吹き飛んだフェル・ダイは、仕切り板を道連れにして石畳へと倒れ込む。しかし起き上がるどころではないというように、顔面に付着した水を何とかしようともがき続ける。口や鼻から溢れた気泡が、浮かんでは弾けた。
ケッシュは削られた側頭部に手を当てた。
痛みに顔を歪めるも、左手が淡い光を放ち始める。回復の神詠術。
「おー痛ぇ……。最悪だぜ、失態も失態だよ、大失態だ。たかだか狂人のあんな大振り喰らっちまって、ダセェったらありゃしねー。どーすんだよ。そのケガ何? って訊かれてよ、俺ぁどう答えりゃいーのよ。おめーみてぇなゴミクズにやられました、って言わなきゃいけねーかよ、あ? まーた隊長に叱られちまうじゃあねーかよ、おい」
一部の者からは『超再生』とも評される、その回復速度。愚痴る間にも血が止まり、皮膚の赤みが消えていく。
「大体よ、いいかおい。俺ぁ、陛下にココ任されたんだよ。そりゃつまり、陛下が俺なら任せるに足ると。ケッシュ・ラドフォードになら、この場を任せられると。そう判断してくださったってことな訳だよ。ん? 聞いてるか? ハゲ」
治療を施しながら、倒れたフェル・ダイの腹に連続で蹴りを叩き入れる。蹴り込むたびに、フェル・ダイの口から漏れた気泡がごぼごぼと水塊の表面を泡立てた。
静かな口調とは裏腹、打ちつけられる蹴りは火のように苛烈だった。
「ここで俺がヤラレちまったら、陛下の見立てが間違ってたってことになっちまうだろ? 分かるか? ん? 理解、でき、ます、かぁー? 白、猿、くーん?」
ケッシュは狂ったように蹴りを叩き込んだ。呼応するかのごとく、フェル・ダイの顔面に貼りついた水が泡を弾けさせ、飛沫を飛ばす。
「あー、よく考えりゃそうなんだよ。神詠術爆弾だったら俺じゃどうしょもねぇし、おめーがこうなるのを陛下は予測してたって訳だな。さすがだぜ、あのお方はよ。

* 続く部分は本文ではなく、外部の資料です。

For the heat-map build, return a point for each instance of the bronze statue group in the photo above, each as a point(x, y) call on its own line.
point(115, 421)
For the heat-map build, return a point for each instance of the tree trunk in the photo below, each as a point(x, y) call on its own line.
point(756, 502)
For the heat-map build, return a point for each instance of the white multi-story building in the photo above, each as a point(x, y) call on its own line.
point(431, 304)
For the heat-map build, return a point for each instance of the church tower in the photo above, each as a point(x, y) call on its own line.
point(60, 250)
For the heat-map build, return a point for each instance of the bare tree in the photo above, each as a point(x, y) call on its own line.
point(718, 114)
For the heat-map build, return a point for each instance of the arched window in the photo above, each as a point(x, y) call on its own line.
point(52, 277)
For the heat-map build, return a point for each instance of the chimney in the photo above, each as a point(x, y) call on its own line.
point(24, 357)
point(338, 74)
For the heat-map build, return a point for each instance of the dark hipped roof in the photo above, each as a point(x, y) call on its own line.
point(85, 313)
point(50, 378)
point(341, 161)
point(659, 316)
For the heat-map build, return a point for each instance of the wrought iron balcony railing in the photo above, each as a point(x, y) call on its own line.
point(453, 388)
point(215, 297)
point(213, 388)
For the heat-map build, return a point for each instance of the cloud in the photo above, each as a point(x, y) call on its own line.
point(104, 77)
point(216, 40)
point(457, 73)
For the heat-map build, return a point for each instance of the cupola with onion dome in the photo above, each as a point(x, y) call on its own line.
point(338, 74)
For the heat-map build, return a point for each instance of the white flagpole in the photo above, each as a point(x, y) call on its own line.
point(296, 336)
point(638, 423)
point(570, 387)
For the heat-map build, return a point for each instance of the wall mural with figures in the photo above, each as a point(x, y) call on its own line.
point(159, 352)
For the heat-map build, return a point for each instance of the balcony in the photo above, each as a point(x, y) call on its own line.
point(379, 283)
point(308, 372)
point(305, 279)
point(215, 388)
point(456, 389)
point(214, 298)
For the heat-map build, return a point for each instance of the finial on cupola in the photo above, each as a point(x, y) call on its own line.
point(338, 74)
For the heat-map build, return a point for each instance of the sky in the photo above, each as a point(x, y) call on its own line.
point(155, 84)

まっ、先に教えといてくれてもよかったんじゃねーか、とか思わねーでもねえけどよ。んでもゴタついてたし、学院長は気付いてたみてーだし、俺が未熟なだけか。でもよ、ダルコールのアホなんかは絶対ぇ気付かねーと思うんだけど、どうよ?」
――と、何度目の蹴りを加えた瞬間か。
がし、とフェル・ダイがケッシュの足を掴んだ。
「……あ?」
見下ろせば、青年の顔面に取りついていた水が減っている。ごぼごぼと唸りを上げる音。顔全体を覆っていた水は、いつしか鼻下の位置にまで激減していた。
兵士の一人が震えた声で呟く。
「こ、こいつ……まさか、水を飲んで、減らして――!?」
露わになったフェル・ダイの双眸が、ぎらりと騎士を睨み上げる。
暴悪な腕力をもって足を引っ張り、そのまま引きずり倒した。
「ケ、ケッシュさん!」
仰向けに倒れた騎士の上に、フェル・ダイは荒い息をつきながらのしかかった。これまで取り入れられなかった空気を存分に吸い込むように、激しく肩を上下させる。血にまみれたその拳を握りしめ――た瞬間、
それより速く、またもケッシュが手のひらをフェル・ダイの顔面に叩き込んだ。
ごぽ、と水が弾ける。
「行儀の悪い猿だなおい。オカワリが欲しいならそう言え。って乗っかってんじゃねーよ、気持ちワリーな」
ケッシュは再度もがき始めたフェル・ダイの肩を掴み、邪魔だといわんばかりに横へ薙ぎ倒して、ゆっくりと立ち上がる。
「ま、あれだ。おめーなんざ、手桶二杯分の水がありゃ殺せるってこった」
顔の治療を再開し、フェル・ダイの動きが少しずつ鈍くなっていく様を眺めながら、『深潭』の二つ名を持つ騎士はつまらなそうに吐き捨てた。